Pero no veo qué se puede objetar a My Darling Clementine (97 minutos) o The Searchers (119), dos wésterns colosales de John Ford que están en esa tierra de nadie que Brody considera «antinatural»; aunque la primera es más corta que la segunda, ambas parecen tomarse el tiempo que necesitan para decir lo que tienen que decir. No parece que My Darling Clementine —o Winchester 73 o Johnny Guitar, por seguir con el género— hubiera mejorado sustancialmente si durase media hora menos o se prolongase una hora y media más; de ahí saldrían, sencillamente, películas distintas.
Finalmente, se diría que la película larga de gran nivel artístico nos parecerá más imponente, porque la experiencia que nos vincula a ella exige más tiempo e impone mayor implicación psicológica con la historia y los personajes. Pero no hace falta llegar a las tres horas para fascinar a los espectadores: tanto Ordet como Vertigo están en las dos horas.
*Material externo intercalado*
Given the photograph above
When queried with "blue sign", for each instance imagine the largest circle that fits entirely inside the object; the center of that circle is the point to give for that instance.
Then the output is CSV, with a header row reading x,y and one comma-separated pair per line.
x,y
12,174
Aunque es difícil llegar a conclusiones definitivas e este terreno, parece que un realizador hará buen uso del tiempo suplementario que proporciona el film largo cuando lo necesite para manejar vastas extensiones del tiempo histórico (de Lo que el viento se llevó a La puerta del cielo o El irlandés), profundizar en psicologías individuales o relaciones personales complejas (La dolce vita o La mamá y la puta), perseguir efectos hipnóticos mediante una planificación contemplativa (Sacrificio, Satantango, Jean Dielmann), o, en fin, perseguir grandes ambiciones artísticas (en un rango que va del Heat de Mann al Hitler de Syberberg). En todos esos casos, la duración desacostumbrada de la película se convierte en uno más de los elementos —como el montaje o el sonido— que el director tiene a su disposición. Y será su talento, junto con las virtudes o defectos intrínsecos del proyecto, lo que determine el resultado que salga de ahí. Porque de la película lograda diremos que dura lo que tiene que durar; solo de la película fallida podremos decir que se quedó corta o se pasó de larga.